= Henry T. Schnittkind =

American author and translator

Henry Thomas Schnittkind (pseudonym Henry Thomas; 18 August 1888 Russia – 25 December 1970 Bridgeport, Connecticut) was an American author and translator.

== Career ==
Schnittkind was born in Meretz, Russian Empire (now Vilnius, Lithuania) in 1888. He immigrated to New York just prior to his 10th birthday. Schnittkind earned three degrees from Harvard: a Bachelor of Arts in 1909, a Master of Arts in 1910, and a PhD in 1913. He was an organizer in 1915 of the Boston-based Stratford Publishing Company, and served as President from inception until 1930. Schnittkind also was an editor of The Stratford Journal. The Stratford Publishing Company merged with the American Bookbinding Company and was renamed American Book-Stratford Press, Inc., based in New York City, headed by Louis Satenstein (1874–1947).

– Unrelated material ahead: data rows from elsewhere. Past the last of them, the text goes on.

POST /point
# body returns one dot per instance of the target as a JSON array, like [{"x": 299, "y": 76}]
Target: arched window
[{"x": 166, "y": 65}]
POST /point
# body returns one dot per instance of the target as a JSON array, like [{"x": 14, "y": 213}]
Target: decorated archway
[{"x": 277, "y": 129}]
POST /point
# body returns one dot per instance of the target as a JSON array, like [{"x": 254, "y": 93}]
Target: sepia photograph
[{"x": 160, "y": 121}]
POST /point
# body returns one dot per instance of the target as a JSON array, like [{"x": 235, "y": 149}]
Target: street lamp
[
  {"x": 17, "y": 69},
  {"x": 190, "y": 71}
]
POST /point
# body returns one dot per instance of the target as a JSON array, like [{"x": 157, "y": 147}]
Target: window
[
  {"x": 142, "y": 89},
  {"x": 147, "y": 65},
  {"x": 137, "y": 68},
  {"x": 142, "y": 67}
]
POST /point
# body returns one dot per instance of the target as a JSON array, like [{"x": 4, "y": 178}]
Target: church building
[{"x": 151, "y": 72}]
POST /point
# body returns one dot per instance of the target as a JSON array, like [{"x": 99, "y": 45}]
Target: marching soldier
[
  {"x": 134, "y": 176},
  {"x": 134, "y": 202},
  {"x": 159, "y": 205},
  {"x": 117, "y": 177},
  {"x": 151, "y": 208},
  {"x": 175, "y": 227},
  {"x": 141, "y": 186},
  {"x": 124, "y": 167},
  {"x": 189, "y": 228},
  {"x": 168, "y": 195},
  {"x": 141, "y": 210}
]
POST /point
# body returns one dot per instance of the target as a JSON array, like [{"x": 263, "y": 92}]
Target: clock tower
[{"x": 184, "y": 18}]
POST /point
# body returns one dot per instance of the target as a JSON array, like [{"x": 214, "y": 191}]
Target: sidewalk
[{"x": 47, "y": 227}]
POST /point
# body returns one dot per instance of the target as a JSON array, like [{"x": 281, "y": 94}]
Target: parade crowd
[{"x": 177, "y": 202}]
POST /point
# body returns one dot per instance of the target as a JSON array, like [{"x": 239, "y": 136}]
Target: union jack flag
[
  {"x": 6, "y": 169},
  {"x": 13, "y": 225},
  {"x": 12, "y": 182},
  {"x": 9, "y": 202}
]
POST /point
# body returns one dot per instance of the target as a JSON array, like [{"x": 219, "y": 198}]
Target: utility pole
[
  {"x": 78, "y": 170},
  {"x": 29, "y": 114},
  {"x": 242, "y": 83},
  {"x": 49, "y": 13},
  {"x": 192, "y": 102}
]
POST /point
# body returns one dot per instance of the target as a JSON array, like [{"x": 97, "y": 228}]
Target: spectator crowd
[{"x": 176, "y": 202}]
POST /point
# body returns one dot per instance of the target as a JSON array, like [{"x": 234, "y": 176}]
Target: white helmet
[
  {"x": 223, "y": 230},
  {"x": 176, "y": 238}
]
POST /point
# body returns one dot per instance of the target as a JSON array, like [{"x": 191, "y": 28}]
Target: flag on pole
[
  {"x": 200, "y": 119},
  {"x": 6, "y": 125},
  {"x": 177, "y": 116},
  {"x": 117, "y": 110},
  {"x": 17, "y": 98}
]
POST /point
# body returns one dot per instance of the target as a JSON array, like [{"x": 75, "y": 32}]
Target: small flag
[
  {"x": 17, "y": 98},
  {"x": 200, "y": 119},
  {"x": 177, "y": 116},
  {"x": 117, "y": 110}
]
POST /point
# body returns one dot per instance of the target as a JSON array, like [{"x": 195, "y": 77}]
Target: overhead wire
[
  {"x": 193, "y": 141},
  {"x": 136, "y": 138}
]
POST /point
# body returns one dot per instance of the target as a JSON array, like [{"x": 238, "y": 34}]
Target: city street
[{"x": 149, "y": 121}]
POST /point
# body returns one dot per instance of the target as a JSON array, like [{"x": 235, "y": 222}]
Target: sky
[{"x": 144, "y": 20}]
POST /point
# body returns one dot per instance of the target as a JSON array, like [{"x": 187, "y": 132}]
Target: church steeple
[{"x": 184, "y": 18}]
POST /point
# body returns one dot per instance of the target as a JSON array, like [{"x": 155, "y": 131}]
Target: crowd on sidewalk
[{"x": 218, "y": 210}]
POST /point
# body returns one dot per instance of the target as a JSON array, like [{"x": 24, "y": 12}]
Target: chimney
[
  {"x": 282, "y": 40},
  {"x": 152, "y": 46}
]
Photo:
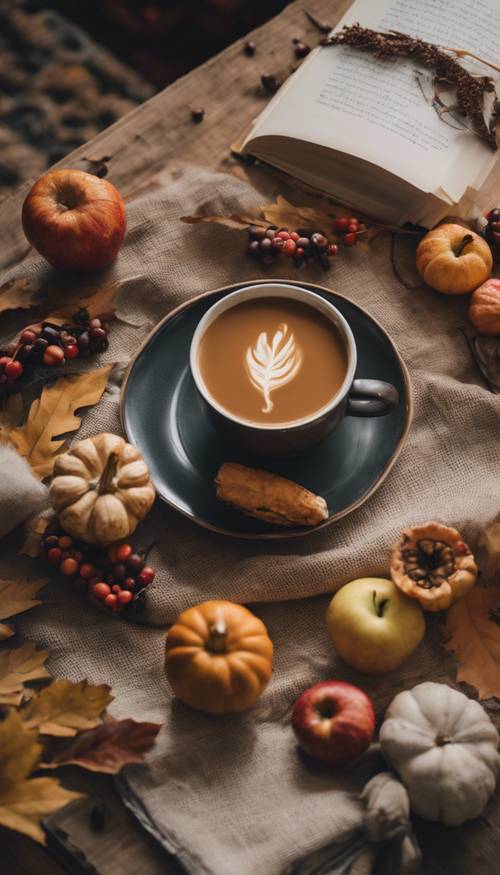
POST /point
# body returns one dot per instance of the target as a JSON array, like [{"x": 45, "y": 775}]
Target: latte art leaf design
[{"x": 272, "y": 365}]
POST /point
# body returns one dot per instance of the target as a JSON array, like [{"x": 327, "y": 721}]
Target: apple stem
[
  {"x": 379, "y": 607},
  {"x": 464, "y": 241}
]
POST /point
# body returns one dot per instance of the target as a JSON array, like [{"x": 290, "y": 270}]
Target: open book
[{"x": 361, "y": 130}]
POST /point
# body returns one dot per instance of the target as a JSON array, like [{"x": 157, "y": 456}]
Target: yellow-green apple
[
  {"x": 373, "y": 625},
  {"x": 75, "y": 220},
  {"x": 334, "y": 722}
]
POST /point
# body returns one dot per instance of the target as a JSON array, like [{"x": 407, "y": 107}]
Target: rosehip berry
[
  {"x": 146, "y": 576},
  {"x": 135, "y": 563},
  {"x": 54, "y": 556},
  {"x": 53, "y": 355},
  {"x": 65, "y": 542},
  {"x": 71, "y": 351},
  {"x": 123, "y": 552},
  {"x": 87, "y": 571},
  {"x": 68, "y": 567},
  {"x": 340, "y": 225},
  {"x": 28, "y": 336},
  {"x": 13, "y": 370}
]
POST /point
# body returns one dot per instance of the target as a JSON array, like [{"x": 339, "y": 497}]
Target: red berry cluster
[
  {"x": 51, "y": 345},
  {"x": 301, "y": 245},
  {"x": 116, "y": 576},
  {"x": 492, "y": 232}
]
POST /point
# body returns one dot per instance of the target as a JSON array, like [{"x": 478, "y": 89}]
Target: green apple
[{"x": 373, "y": 625}]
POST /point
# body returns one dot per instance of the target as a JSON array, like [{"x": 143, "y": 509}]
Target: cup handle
[{"x": 371, "y": 398}]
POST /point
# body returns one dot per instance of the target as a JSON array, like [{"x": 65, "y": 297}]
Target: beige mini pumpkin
[
  {"x": 101, "y": 489},
  {"x": 453, "y": 260},
  {"x": 484, "y": 309}
]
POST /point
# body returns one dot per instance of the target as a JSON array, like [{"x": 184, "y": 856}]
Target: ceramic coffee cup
[{"x": 354, "y": 398}]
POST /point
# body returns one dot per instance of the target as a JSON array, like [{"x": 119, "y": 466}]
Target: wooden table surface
[{"x": 160, "y": 136}]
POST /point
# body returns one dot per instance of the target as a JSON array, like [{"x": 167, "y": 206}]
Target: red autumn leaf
[{"x": 108, "y": 747}]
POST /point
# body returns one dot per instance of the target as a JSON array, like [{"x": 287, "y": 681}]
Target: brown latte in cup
[{"x": 272, "y": 361}]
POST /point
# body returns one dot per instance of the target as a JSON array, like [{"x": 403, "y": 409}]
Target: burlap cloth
[{"x": 231, "y": 795}]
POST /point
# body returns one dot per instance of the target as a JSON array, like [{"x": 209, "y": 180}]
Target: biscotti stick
[{"x": 269, "y": 497}]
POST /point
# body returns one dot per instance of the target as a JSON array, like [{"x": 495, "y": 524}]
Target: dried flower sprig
[{"x": 470, "y": 89}]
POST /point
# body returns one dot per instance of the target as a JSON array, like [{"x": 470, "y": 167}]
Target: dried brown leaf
[
  {"x": 53, "y": 414},
  {"x": 64, "y": 708},
  {"x": 18, "y": 294},
  {"x": 108, "y": 747},
  {"x": 23, "y": 801},
  {"x": 472, "y": 633},
  {"x": 16, "y": 668},
  {"x": 16, "y": 596}
]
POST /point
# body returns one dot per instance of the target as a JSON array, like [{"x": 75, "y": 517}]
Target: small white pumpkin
[
  {"x": 445, "y": 749},
  {"x": 101, "y": 489}
]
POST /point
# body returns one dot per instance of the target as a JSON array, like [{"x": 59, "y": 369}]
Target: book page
[{"x": 374, "y": 109}]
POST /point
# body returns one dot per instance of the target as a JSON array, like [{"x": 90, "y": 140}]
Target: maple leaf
[
  {"x": 16, "y": 668},
  {"x": 53, "y": 414},
  {"x": 63, "y": 708},
  {"x": 18, "y": 294},
  {"x": 24, "y": 801},
  {"x": 16, "y": 596},
  {"x": 472, "y": 633},
  {"x": 11, "y": 415},
  {"x": 109, "y": 747}
]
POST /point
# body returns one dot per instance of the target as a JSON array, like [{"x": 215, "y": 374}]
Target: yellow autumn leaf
[
  {"x": 16, "y": 668},
  {"x": 63, "y": 708},
  {"x": 53, "y": 414},
  {"x": 472, "y": 631},
  {"x": 17, "y": 596},
  {"x": 24, "y": 801}
]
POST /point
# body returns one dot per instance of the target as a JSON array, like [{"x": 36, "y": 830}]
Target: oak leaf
[
  {"x": 16, "y": 668},
  {"x": 109, "y": 747},
  {"x": 18, "y": 294},
  {"x": 64, "y": 708},
  {"x": 53, "y": 414},
  {"x": 16, "y": 596},
  {"x": 473, "y": 633},
  {"x": 24, "y": 801}
]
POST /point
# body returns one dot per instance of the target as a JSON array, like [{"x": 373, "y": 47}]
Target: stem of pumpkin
[
  {"x": 106, "y": 478},
  {"x": 463, "y": 243},
  {"x": 217, "y": 636}
]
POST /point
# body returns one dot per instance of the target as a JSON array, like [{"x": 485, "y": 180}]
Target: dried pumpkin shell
[
  {"x": 269, "y": 497},
  {"x": 433, "y": 564}
]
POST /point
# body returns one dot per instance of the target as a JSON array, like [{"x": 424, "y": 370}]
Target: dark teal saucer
[{"x": 163, "y": 416}]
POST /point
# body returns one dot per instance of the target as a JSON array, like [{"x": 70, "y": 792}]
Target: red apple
[
  {"x": 75, "y": 220},
  {"x": 334, "y": 722}
]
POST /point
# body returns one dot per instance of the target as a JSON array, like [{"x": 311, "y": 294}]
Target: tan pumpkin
[
  {"x": 432, "y": 563},
  {"x": 484, "y": 309},
  {"x": 453, "y": 260},
  {"x": 219, "y": 657},
  {"x": 101, "y": 489}
]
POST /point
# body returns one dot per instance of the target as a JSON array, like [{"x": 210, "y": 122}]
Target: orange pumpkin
[
  {"x": 219, "y": 657},
  {"x": 453, "y": 260},
  {"x": 484, "y": 309}
]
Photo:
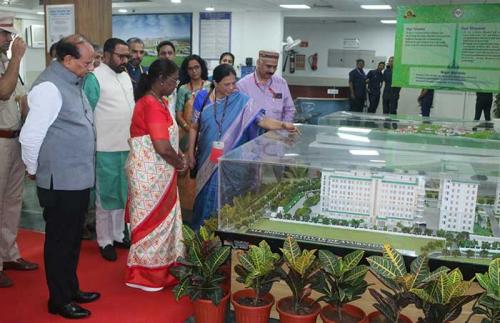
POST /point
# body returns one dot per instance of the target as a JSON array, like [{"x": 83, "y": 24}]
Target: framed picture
[
  {"x": 300, "y": 62},
  {"x": 155, "y": 28}
]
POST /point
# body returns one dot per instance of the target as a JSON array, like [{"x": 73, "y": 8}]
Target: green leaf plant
[
  {"x": 341, "y": 280},
  {"x": 443, "y": 298},
  {"x": 391, "y": 271},
  {"x": 488, "y": 304},
  {"x": 258, "y": 269},
  {"x": 199, "y": 272},
  {"x": 302, "y": 268}
]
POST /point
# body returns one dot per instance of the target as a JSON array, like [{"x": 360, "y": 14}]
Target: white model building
[
  {"x": 378, "y": 198},
  {"x": 497, "y": 200},
  {"x": 458, "y": 205}
]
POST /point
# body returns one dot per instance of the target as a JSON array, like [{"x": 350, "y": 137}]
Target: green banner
[{"x": 454, "y": 47}]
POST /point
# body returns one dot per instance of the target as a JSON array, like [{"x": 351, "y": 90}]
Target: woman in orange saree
[{"x": 154, "y": 161}]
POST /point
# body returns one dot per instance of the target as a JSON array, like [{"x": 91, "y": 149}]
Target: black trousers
[
  {"x": 483, "y": 103},
  {"x": 390, "y": 101},
  {"x": 425, "y": 108},
  {"x": 358, "y": 103},
  {"x": 374, "y": 98},
  {"x": 64, "y": 215}
]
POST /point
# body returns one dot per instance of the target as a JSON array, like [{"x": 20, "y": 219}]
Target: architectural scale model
[
  {"x": 458, "y": 205},
  {"x": 377, "y": 199}
]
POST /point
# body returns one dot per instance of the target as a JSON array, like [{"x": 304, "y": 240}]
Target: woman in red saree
[{"x": 153, "y": 204}]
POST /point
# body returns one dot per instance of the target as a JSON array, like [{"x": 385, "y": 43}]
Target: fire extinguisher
[
  {"x": 292, "y": 61},
  {"x": 313, "y": 61}
]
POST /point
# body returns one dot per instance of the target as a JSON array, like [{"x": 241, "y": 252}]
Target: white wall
[
  {"x": 34, "y": 59},
  {"x": 253, "y": 31},
  {"x": 380, "y": 38},
  {"x": 322, "y": 37}
]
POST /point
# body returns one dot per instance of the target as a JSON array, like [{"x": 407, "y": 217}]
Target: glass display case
[
  {"x": 401, "y": 124},
  {"x": 309, "y": 110},
  {"x": 359, "y": 188}
]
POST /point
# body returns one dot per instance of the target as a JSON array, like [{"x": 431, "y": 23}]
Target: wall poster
[
  {"x": 454, "y": 47},
  {"x": 60, "y": 22},
  {"x": 154, "y": 28},
  {"x": 215, "y": 34}
]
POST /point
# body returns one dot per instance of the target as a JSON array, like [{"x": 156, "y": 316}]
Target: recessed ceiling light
[
  {"x": 363, "y": 152},
  {"x": 295, "y": 6},
  {"x": 376, "y": 7}
]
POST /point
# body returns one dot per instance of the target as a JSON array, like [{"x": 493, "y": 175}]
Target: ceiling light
[
  {"x": 363, "y": 152},
  {"x": 376, "y": 7},
  {"x": 348, "y": 136},
  {"x": 295, "y": 6},
  {"x": 352, "y": 129}
]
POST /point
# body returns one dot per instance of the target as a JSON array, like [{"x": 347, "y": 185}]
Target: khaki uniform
[{"x": 11, "y": 174}]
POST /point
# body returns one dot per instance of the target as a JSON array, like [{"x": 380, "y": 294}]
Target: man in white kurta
[{"x": 111, "y": 87}]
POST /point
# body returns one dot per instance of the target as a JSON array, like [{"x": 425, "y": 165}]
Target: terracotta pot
[
  {"x": 348, "y": 308},
  {"x": 287, "y": 317},
  {"x": 206, "y": 312},
  {"x": 372, "y": 315},
  {"x": 251, "y": 314},
  {"x": 226, "y": 271}
]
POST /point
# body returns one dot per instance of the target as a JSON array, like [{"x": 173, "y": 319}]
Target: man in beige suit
[{"x": 11, "y": 165}]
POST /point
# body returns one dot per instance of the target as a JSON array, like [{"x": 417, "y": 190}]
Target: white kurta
[{"x": 113, "y": 113}]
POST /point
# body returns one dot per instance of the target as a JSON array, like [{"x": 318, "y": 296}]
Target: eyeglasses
[
  {"x": 122, "y": 56},
  {"x": 194, "y": 68},
  {"x": 173, "y": 79}
]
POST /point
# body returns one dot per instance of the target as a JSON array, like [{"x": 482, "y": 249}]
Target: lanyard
[
  {"x": 219, "y": 124},
  {"x": 263, "y": 90},
  {"x": 193, "y": 91}
]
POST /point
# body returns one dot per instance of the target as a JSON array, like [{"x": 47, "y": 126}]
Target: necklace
[
  {"x": 157, "y": 97},
  {"x": 193, "y": 90}
]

== Selected bibliography ==

- Alice and the Stork (1915)
- Representative American poetry (1916)
- Stories of the steppe Maksim Gorky (translator) (1918)
- Nine humorous tales by Anton Pavlovich Chekhov (1918) (translator)
- The Story of Eugene Debs (1929)
- The story of the human race; a biographical outline of history (1935)
- Living biographies of great painters (1940)
- Living biographies of famous rulers (1940)
- Living biographies of great composers (1940)
- Living biographies of great philosophers (1941)
- Living biographies of great scientists (1941)
- Living biographies of great poets (1941)
- Living biographies of famous women (1942)
- Living biographies of American statesmen (1942)
- Living biographies of religious leaders (1942)
- Living biographies of famous novelists (1943)
- Living biographies of famous men (1944)
- Living biographies of famous Americans (1946)
- 50 great Americans : their inspiring lives and achievements (1948)
- Better English Made Easy (The Henry Thomas Method), Greystone Press (1954);
- 50 great modern lives; inspiring biographies of men and women who have guided mankind to a better world (1956)
- Copernicus (1960)
- Understanding the great philosophers (1962)
- Biographical encyclopedia of philosophy (1965)

== Pseudonyms ==
- Henry Thomas
- Dana Lee Thomas is thought to be a pseudonym of Henry Thomas Schnittkind. However, he and his wife, Sarah E. Wainchel (maiden; born around 1893) – whom he married February 22, 1915, in Lynn, Massachusetts – had a son named Dana Lee Thomas.